I think Pipeline Settings can solve this. Can anyone redirect me to some page explains best practices for pipeline settings.
Thanks

# ------------ Pipeline Settings --------------
#
# The ID of the pipeline.
#
# pipeline.id: main
#
# Set the number of workers that will, in parallel, execute the filters+outputs
# stage of the pipeline.
#
# This defaults to the number of the host's CPU cores.
#
# pipeline.workers: 2
#
# How many events to retrieve from inputs before sending to filters+workers
#
# pipeline.batch.size: 125
#
# How long to wait in milliseconds while polling for the next event
# before dispatching an undersized batch to filters+outputs
#
# pipeline.batch.delay: 50
#
# Force Logstash to exit during shutdown even if there are still inflight
# events in memory. By default, logstash will refuse to quit until all
# received events have been pushed to the outputs.
#
# WARNING: enabling this can lead to data loss during shutdown
#
# pipeline.unsafe_shutdown: false
#
# ------------ Pipeline Configuration Settings --------------

That pattern is extremely resource intensive. Having many DATA and GREEDYDATA grok patterns mixed together takes a lot of resources. You may want to look into Dissect: https://www.elastic.co/guide/en/logstash/current/plugins-filters-dissect.html. Since you only have a singular pattern it would be much more efficient.

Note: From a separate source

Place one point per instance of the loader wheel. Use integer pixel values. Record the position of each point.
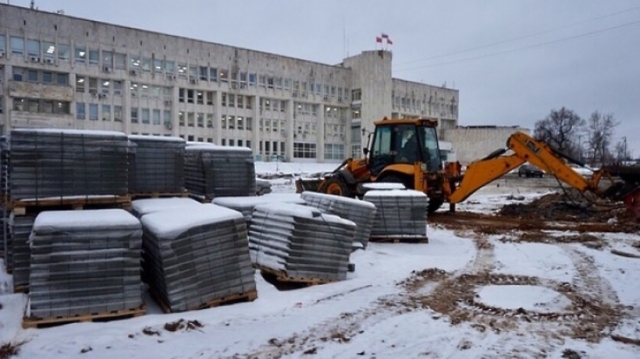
(336, 187)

Patterns like DATA, and especially GREEDYDATA are very expensive when they do not match, since they result in a lot of backtracking.

Try to modify your pattern to avoid them. Perhaps you can use NOTSPACE or something else that is cheaper. Or use dissect.

Thanks for your suggestions!
I changed my grok into following format it looks ok in debug tool. i couldn't change last DATA at the end of pattern because of matching fails. This is a production environment so i dont have much chance to try out easily but will let you know the result when this change implemented. Btw, other suggestions would be greatly appreciated!

^%{NOTSPACE:[tomcat][event][date]} %{NOTSPACE:[tomcat][event][time]}\s*\ %{NOTSPACE:[tomcat][event][level]} %{NOTSPACE:[tomcat][event][server]} \--- \[%{NOTSPACE:[tomcat][event][logger]}\] %{NOTSPACE:[tomcat][event][variable]}\s*\ \: %{DATA:[tomcat][event][message]}$

it worked! To make change DATA with NOTSPACE solved high cpu problem.

This topic was automatically closed 28 days after the last reply. New replies are no longer allowed.